The first three types will be
00101111 01100111 1011010 ...
Spaces are added between bytes for clarity, do not add space in your program's output.
Please use xxd -b
to inspect the bits in a binary file.
This assignment gives you the end of an article using the characters in the compression tree. This assignment uses only the end of an article, not the entire article, so that the input is shorter and debugging may be easier. You can assume that the article is actually longer than the given test input. Your program needs to compress the characters using bits. If some bits in the last byte are unused, make the unused bits zero.

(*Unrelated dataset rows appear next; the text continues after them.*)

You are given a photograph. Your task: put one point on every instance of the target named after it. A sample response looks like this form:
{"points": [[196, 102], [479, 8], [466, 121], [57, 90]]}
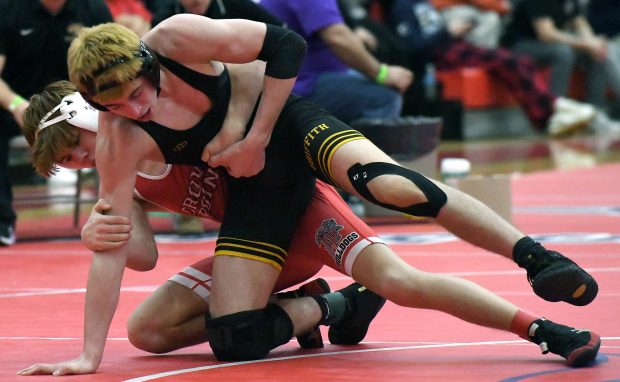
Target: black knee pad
{"points": [[360, 175], [250, 334]]}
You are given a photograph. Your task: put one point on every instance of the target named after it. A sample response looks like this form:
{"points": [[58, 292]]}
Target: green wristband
{"points": [[17, 100], [382, 74]]}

Your program should take three inputs from the command-line argument:
-
argv[1]
is name of the file that describes the tree (HW14's input) -
argv[2]
is name of the file that contains data (new for this HW) -
argv[3]
is the name of the output (binary) file
This is an example:
From argv[1]
, the input file is
1A1m1#1G0001c1s000
HW14 builds the compression tree and finds the codebook:
#:0110
A:00
G:0111
c:10
m:010
s:11
The second input file (argv[2]
) has #AcGms#Ac
. From the code book, this is the codes for the data:
Character | # | A | c | G | m | s | # | A | c |
---|---|---|---|---|---|---|---|---|---|
Code | 0110 | 00 | 10 | 0111 | 010 | 11 | 0110 | 00 | 10 |
Next, we put 8 bits together into one byte. This is the output
(argv[3]
) of the program (in bits). This file should have only 4
bytes.
01100010 01110101 10110001 00000000
That is the output of this program. If you use xxd -b
, it shows
00000000: 01100010 01110101 10110001 00000000
You can assume that the compression tree in argv[1]
is valid and all
characters in argv[2]
appear in the compression tree.
Please submit all necessary files. These are the requirements:
-
You must include
Makefile
. WithoutMakefile
, it is not possible building your program. -
The executable must be called
hw15
and must not be called anything else. -
Your program should take three arguments as described above.
-
Your program must not have any unwanted output. Unwanted output will be treated as errors.